The Arctic is surrounded by eight countries, each owning a small slice of it: Canada, Denmark, Finland, Iceland, Norway, Sweden, USA, and, of course, Russia. The governments of these countries, together with representatives of the Arctic’s indigenous population, form the Arctic Council. Established on 19 September 1996 upon the signing of the Ottawa Declaration, this body helps maintain peace in the Arctic by promoting "cooperation, coordination and interaction" among its members. It plays a major role in sustainable development and environmental protection in the region. Most of its work is, however, research-based, as the Council refuses to "enforce its guidelines, assessments or recommendations." The chairmanship of the Arctic Council rotates every two years among the Arctic States, the current chairman being none other than the Russian Federation. But while this Council keeps peace in the Arctic, it does not own the entirety of it. So who does?

The simple answer is nobody. The eight nations surrounding the Arctic Ocean merely own strips of land on its coastline and can, according to the United Nations Convention on the Law of the Sea, exploit resources from the seabed upto 370 kilometres off their shorelines. The Arctic Ocean itself, though, being an (albeit mostly frozen) ocean, has no owner. But is this about to change?

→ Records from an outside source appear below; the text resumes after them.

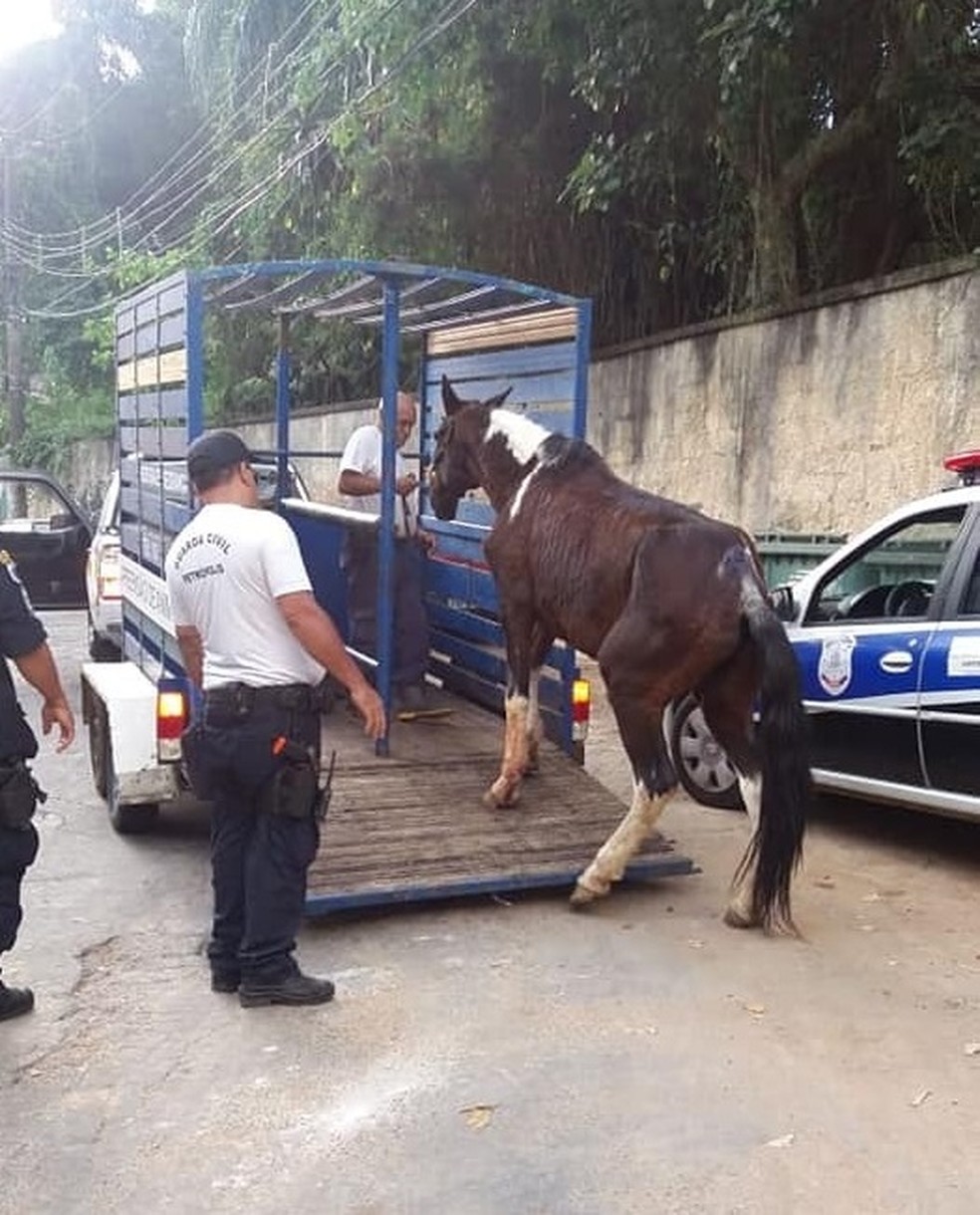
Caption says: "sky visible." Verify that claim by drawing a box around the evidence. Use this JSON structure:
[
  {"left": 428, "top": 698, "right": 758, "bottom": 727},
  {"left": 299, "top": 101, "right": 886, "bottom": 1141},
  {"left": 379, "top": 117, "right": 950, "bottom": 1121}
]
[{"left": 0, "top": 0, "right": 59, "bottom": 59}]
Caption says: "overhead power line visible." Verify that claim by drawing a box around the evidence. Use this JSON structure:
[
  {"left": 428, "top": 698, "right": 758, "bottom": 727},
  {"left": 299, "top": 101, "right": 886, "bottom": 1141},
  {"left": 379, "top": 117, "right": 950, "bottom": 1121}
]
[{"left": 22, "top": 0, "right": 478, "bottom": 320}]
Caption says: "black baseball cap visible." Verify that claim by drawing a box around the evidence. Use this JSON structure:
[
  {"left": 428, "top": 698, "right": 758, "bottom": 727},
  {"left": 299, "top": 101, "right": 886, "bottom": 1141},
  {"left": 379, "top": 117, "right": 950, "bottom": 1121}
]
[{"left": 187, "top": 430, "right": 251, "bottom": 485}]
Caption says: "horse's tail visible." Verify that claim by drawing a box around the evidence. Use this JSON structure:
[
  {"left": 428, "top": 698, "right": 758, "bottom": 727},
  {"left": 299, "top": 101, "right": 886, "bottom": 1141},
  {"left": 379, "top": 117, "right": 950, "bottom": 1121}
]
[{"left": 737, "top": 556, "right": 813, "bottom": 933}]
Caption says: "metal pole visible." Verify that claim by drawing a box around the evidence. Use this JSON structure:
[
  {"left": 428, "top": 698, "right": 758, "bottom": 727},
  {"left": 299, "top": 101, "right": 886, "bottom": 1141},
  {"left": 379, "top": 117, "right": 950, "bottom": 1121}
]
[
  {"left": 375, "top": 278, "right": 400, "bottom": 756},
  {"left": 0, "top": 139, "right": 24, "bottom": 445},
  {"left": 276, "top": 313, "right": 289, "bottom": 502}
]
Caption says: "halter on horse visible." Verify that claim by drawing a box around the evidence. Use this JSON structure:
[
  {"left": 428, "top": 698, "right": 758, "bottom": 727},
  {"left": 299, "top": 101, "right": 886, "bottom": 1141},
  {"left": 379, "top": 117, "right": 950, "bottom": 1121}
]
[{"left": 428, "top": 376, "right": 810, "bottom": 932}]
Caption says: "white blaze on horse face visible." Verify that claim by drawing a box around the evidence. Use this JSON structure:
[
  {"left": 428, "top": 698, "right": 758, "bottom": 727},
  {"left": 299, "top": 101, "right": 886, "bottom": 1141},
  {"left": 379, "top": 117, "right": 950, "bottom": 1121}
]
[{"left": 483, "top": 409, "right": 552, "bottom": 464}]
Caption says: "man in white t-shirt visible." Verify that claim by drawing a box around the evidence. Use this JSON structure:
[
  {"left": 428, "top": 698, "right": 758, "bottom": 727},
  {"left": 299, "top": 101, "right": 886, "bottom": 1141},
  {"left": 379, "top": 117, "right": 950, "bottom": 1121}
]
[
  {"left": 337, "top": 392, "right": 432, "bottom": 709},
  {"left": 166, "top": 430, "right": 385, "bottom": 1007}
]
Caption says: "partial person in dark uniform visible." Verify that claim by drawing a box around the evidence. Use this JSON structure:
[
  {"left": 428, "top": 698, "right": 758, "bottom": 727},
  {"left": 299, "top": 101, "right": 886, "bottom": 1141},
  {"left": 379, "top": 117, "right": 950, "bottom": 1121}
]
[
  {"left": 0, "top": 552, "right": 76, "bottom": 1021},
  {"left": 337, "top": 392, "right": 435, "bottom": 709},
  {"left": 166, "top": 430, "right": 385, "bottom": 1007}
]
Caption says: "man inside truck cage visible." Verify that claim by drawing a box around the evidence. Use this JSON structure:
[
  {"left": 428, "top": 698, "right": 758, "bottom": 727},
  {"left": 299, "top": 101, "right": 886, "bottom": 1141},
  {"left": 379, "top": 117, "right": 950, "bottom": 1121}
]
[{"left": 166, "top": 430, "right": 385, "bottom": 1007}]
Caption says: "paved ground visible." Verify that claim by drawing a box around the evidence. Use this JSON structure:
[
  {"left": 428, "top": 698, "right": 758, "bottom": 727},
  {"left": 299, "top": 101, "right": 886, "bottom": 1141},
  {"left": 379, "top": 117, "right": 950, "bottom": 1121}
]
[{"left": 0, "top": 614, "right": 980, "bottom": 1215}]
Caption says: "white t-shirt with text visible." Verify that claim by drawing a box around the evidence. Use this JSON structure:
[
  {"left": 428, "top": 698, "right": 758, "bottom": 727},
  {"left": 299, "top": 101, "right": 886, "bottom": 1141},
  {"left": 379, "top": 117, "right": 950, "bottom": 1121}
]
[{"left": 165, "top": 502, "right": 326, "bottom": 690}]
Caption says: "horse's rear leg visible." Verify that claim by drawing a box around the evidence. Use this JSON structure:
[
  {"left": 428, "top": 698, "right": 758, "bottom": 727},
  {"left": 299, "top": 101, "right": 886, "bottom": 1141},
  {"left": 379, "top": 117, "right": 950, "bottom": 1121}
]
[
  {"left": 571, "top": 667, "right": 677, "bottom": 906},
  {"left": 701, "top": 670, "right": 763, "bottom": 928}
]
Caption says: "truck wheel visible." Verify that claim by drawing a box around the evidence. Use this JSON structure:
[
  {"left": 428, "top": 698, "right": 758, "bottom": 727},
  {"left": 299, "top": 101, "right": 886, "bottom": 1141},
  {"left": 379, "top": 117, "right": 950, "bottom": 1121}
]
[
  {"left": 96, "top": 705, "right": 160, "bottom": 835},
  {"left": 670, "top": 696, "right": 743, "bottom": 811}
]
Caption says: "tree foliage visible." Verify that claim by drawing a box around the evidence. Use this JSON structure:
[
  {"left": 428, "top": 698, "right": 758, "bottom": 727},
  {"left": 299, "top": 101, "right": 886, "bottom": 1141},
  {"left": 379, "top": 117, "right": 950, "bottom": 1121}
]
[{"left": 0, "top": 0, "right": 980, "bottom": 468}]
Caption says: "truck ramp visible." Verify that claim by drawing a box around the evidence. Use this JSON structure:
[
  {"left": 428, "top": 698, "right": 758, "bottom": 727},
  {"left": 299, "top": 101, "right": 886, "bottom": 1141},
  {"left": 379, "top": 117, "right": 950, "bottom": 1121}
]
[{"left": 306, "top": 694, "right": 694, "bottom": 916}]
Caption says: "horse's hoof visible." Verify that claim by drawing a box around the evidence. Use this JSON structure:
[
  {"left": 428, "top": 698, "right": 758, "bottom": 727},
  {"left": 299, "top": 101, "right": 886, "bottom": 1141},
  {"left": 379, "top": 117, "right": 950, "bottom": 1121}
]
[
  {"left": 723, "top": 906, "right": 758, "bottom": 928},
  {"left": 483, "top": 785, "right": 517, "bottom": 811},
  {"left": 569, "top": 877, "right": 610, "bottom": 907}
]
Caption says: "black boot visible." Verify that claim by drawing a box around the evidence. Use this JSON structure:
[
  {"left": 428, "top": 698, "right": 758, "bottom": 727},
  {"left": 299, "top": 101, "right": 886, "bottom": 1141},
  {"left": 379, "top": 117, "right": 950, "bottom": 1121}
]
[
  {"left": 238, "top": 971, "right": 334, "bottom": 1009},
  {"left": 0, "top": 982, "right": 34, "bottom": 1021}
]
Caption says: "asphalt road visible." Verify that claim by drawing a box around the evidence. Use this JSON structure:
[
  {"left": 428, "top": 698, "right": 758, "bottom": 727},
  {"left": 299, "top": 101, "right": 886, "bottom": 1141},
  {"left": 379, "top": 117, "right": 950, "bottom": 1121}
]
[{"left": 0, "top": 613, "right": 980, "bottom": 1215}]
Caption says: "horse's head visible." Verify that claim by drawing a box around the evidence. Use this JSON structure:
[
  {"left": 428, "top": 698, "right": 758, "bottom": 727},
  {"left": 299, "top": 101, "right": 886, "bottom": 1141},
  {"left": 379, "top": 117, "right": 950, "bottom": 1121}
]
[{"left": 428, "top": 375, "right": 510, "bottom": 519}]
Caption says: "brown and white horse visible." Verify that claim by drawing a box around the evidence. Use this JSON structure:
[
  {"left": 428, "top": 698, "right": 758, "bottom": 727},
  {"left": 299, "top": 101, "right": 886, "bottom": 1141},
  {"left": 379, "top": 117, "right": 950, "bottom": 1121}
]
[{"left": 428, "top": 376, "right": 810, "bottom": 932}]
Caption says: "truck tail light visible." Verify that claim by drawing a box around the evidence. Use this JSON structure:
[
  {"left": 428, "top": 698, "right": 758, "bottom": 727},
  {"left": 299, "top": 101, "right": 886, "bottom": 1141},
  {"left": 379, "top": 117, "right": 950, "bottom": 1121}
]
[
  {"left": 156, "top": 688, "right": 187, "bottom": 762},
  {"left": 572, "top": 679, "right": 593, "bottom": 742},
  {"left": 96, "top": 546, "right": 122, "bottom": 599}
]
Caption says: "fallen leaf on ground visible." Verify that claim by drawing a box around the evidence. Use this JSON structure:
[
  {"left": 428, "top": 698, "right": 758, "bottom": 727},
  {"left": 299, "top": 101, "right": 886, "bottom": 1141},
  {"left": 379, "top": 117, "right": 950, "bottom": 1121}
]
[{"left": 459, "top": 1105, "right": 497, "bottom": 1131}]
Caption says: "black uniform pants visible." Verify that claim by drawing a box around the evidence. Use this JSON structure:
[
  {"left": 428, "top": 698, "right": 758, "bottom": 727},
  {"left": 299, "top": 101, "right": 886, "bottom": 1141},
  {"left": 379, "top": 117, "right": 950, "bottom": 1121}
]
[
  {"left": 0, "top": 823, "right": 38, "bottom": 954},
  {"left": 184, "top": 701, "right": 320, "bottom": 983},
  {"left": 344, "top": 532, "right": 428, "bottom": 686}
]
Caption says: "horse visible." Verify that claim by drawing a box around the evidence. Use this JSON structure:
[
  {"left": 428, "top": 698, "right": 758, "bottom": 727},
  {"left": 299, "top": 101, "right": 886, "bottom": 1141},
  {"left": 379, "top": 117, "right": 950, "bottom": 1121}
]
[{"left": 427, "top": 375, "right": 812, "bottom": 934}]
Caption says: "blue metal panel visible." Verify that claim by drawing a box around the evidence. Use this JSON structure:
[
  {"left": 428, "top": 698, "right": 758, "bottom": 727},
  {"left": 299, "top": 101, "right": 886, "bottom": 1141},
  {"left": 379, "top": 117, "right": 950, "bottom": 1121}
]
[
  {"left": 282, "top": 507, "right": 350, "bottom": 640},
  {"left": 425, "top": 562, "right": 498, "bottom": 614},
  {"left": 305, "top": 854, "right": 696, "bottom": 916}
]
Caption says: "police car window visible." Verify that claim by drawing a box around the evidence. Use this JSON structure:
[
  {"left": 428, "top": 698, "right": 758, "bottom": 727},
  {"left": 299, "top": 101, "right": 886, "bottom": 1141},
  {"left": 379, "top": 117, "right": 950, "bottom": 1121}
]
[
  {"left": 959, "top": 556, "right": 980, "bottom": 616},
  {"left": 807, "top": 507, "right": 965, "bottom": 623}
]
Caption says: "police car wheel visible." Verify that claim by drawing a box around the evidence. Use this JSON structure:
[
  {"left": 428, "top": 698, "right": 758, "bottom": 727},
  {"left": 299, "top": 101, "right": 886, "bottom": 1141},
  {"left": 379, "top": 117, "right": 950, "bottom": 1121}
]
[
  {"left": 670, "top": 696, "right": 744, "bottom": 811},
  {"left": 102, "top": 709, "right": 160, "bottom": 835}
]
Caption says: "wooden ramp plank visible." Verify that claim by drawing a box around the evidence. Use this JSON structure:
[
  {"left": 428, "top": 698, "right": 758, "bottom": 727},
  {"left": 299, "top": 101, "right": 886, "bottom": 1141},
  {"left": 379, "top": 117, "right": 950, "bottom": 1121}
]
[{"left": 306, "top": 695, "right": 693, "bottom": 915}]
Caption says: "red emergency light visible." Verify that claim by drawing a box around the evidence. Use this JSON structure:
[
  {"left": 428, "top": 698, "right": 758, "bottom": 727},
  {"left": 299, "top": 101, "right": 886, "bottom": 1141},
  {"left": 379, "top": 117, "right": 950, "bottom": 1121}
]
[{"left": 942, "top": 447, "right": 980, "bottom": 485}]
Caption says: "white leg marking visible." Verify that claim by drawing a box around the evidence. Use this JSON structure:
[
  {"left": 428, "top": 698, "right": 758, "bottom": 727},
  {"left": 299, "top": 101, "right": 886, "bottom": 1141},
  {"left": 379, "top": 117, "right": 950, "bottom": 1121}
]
[
  {"left": 527, "top": 667, "right": 544, "bottom": 768},
  {"left": 572, "top": 781, "right": 670, "bottom": 904}
]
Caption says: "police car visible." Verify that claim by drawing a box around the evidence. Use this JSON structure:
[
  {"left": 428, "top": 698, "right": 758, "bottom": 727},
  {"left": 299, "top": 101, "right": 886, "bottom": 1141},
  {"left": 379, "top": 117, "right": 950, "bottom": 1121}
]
[{"left": 669, "top": 451, "right": 980, "bottom": 821}]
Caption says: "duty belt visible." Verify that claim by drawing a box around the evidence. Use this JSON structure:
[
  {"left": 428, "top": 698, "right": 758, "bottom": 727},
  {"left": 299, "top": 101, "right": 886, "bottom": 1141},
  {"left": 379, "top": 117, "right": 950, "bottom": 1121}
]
[{"left": 204, "top": 683, "right": 327, "bottom": 718}]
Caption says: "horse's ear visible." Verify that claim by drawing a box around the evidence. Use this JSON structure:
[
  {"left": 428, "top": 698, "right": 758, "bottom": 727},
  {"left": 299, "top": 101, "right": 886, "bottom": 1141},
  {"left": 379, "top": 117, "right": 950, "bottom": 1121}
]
[{"left": 442, "top": 375, "right": 463, "bottom": 418}]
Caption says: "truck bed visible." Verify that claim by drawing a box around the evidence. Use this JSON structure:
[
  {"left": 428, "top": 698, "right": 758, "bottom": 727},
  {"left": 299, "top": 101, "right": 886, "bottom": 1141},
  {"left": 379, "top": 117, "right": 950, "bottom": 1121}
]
[{"left": 306, "top": 692, "right": 693, "bottom": 916}]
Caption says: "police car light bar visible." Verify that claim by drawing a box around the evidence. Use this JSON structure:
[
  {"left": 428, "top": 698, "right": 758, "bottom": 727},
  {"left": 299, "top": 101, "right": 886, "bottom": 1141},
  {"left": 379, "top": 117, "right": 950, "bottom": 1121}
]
[{"left": 942, "top": 448, "right": 980, "bottom": 485}]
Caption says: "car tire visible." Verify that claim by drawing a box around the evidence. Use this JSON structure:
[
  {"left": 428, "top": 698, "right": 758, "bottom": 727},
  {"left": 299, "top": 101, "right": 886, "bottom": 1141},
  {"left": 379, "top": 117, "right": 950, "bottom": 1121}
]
[
  {"left": 670, "top": 696, "right": 744, "bottom": 811},
  {"left": 89, "top": 701, "right": 160, "bottom": 835}
]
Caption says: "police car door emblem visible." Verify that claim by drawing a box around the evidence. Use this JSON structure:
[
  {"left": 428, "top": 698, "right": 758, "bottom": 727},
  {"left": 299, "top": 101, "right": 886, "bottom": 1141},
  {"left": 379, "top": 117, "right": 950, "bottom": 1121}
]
[{"left": 818, "top": 633, "right": 858, "bottom": 696}]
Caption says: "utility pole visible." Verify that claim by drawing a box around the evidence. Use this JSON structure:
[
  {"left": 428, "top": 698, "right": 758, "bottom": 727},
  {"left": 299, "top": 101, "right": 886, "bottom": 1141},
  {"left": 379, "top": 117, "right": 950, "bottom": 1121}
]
[{"left": 0, "top": 136, "right": 24, "bottom": 456}]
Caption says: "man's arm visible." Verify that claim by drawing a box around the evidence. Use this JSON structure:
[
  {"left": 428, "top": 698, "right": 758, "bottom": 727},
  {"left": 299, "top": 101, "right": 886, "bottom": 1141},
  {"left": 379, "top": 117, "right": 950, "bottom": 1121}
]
[
  {"left": 337, "top": 468, "right": 419, "bottom": 498},
  {"left": 13, "top": 641, "right": 76, "bottom": 751},
  {"left": 276, "top": 591, "right": 385, "bottom": 739},
  {"left": 177, "top": 624, "right": 204, "bottom": 688}
]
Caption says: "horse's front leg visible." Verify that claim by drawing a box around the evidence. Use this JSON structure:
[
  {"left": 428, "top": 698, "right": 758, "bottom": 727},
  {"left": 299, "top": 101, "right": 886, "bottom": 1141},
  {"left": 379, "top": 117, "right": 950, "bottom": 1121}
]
[
  {"left": 483, "top": 619, "right": 538, "bottom": 807},
  {"left": 571, "top": 650, "right": 677, "bottom": 906}
]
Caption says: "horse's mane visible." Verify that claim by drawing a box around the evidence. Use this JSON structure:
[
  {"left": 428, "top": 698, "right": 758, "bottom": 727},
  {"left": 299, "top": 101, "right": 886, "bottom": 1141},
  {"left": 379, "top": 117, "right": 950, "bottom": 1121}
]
[{"left": 539, "top": 432, "right": 606, "bottom": 473}]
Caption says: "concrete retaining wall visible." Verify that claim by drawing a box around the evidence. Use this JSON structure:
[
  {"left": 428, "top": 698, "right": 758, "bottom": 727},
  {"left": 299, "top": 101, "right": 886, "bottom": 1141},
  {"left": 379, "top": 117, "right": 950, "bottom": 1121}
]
[
  {"left": 65, "top": 261, "right": 980, "bottom": 534},
  {"left": 589, "top": 265, "right": 980, "bottom": 534}
]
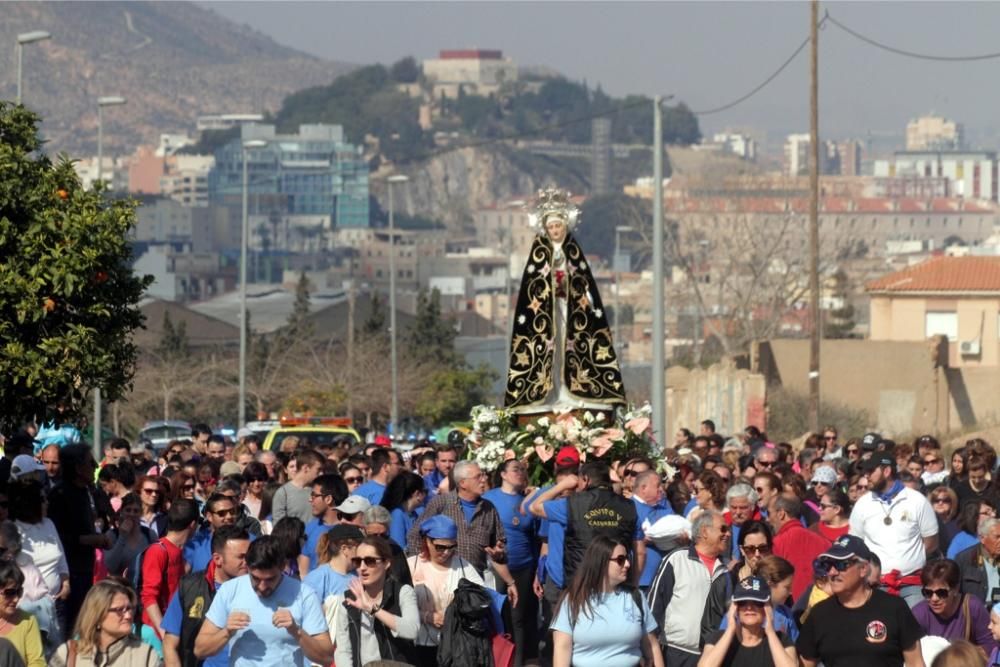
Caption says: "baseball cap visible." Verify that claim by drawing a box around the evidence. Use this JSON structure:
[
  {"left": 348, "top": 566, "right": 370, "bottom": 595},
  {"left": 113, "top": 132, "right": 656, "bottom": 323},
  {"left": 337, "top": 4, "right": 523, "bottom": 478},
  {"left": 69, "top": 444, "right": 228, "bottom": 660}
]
[
  {"left": 819, "top": 535, "right": 872, "bottom": 561},
  {"left": 333, "top": 496, "right": 372, "bottom": 514},
  {"left": 861, "top": 432, "right": 882, "bottom": 452},
  {"left": 326, "top": 523, "right": 365, "bottom": 542},
  {"left": 556, "top": 445, "right": 580, "bottom": 466},
  {"left": 420, "top": 514, "right": 458, "bottom": 540},
  {"left": 10, "top": 454, "right": 45, "bottom": 479},
  {"left": 860, "top": 452, "right": 896, "bottom": 472},
  {"left": 810, "top": 466, "right": 837, "bottom": 486},
  {"left": 733, "top": 577, "right": 771, "bottom": 604}
]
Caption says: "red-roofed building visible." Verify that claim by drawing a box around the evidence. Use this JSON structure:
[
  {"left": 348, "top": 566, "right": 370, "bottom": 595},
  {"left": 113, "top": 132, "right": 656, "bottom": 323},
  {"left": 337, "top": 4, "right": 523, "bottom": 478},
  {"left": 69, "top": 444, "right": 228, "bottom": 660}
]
[{"left": 865, "top": 257, "right": 1000, "bottom": 367}]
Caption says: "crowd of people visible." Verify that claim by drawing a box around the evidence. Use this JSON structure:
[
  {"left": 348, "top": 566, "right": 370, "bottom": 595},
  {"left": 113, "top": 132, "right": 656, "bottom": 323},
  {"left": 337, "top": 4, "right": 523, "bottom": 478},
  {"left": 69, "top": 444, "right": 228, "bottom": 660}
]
[{"left": 0, "top": 420, "right": 1000, "bottom": 667}]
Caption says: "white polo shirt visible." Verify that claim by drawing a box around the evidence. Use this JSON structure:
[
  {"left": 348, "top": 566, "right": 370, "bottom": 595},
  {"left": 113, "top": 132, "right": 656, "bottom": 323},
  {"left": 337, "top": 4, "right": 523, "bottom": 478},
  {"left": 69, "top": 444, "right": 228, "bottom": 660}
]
[{"left": 850, "top": 487, "right": 938, "bottom": 575}]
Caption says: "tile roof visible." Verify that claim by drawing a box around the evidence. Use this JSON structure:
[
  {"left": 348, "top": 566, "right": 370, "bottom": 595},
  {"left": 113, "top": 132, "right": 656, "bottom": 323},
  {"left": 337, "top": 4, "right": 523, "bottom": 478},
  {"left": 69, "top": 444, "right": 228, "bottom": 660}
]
[{"left": 865, "top": 257, "right": 1000, "bottom": 293}]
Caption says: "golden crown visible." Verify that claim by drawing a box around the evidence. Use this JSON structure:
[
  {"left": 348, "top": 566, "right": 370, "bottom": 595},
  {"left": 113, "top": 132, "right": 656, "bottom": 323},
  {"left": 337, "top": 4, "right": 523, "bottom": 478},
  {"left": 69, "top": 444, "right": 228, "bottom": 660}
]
[{"left": 528, "top": 188, "right": 580, "bottom": 234}]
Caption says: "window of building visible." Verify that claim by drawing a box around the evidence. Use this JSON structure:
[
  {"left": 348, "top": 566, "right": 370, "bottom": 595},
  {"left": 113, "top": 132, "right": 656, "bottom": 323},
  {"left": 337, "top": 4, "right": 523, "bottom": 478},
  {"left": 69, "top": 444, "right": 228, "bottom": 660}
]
[{"left": 924, "top": 311, "right": 958, "bottom": 341}]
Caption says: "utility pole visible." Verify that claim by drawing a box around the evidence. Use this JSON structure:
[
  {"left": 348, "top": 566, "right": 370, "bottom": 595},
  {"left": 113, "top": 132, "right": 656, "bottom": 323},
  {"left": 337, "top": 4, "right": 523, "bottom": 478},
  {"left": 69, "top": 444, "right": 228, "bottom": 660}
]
[
  {"left": 809, "top": 0, "right": 820, "bottom": 433},
  {"left": 652, "top": 95, "right": 667, "bottom": 443}
]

Due to climate change, the blanket of ice covering the Arctic Ocean has begun to melt rapidly. According to Richard Powell, a polar geographer at the Scott Polar Research Institute at the University of Cambridge, the Arctic will be ice-free by “around 2040 or 2050”. As the ice melts, it leaves behind it an estimated 13% of the world's undiscovered oil and 30% of its undiscovered natural gas, which have long been buried under the frozen surface. The demand for such resources, while lessened since the introduction of renewable sources of energy, is still exceptionally high. Therefore, countries like Russia and the USA are likely to compete for dominance over this well of untapped resources. This brings us to Russia’s latest move.

Russia’s expanding its military base closest to the Arctic has aroused suspicion that the country plans to make a grab for the resource-rich region. “We have concerns about some of the recent military activities in the Arctic that increases the dangers of accidents and miscalculations and undermines the shared goal of a peaceful and sustainable future for the region,” stated USA Secretary of State Antony Blinken. As of now, the Russian Federation has only militarised its own territory. Will it dare to invoke the Arctic Coucil's wrath by venturing further? On one hand, it is clear that countries like the USA will not take any such attempt of Russia's lying down. On the other, the Arctic Council’s mandate explicitly excluding military security would enable Russia to carry out such a scheme without its intervention.

If the Russian government were to get its hands on unclaimed Arctic terrain, it would most likely result in what several ironically refer to as the "new Cold War".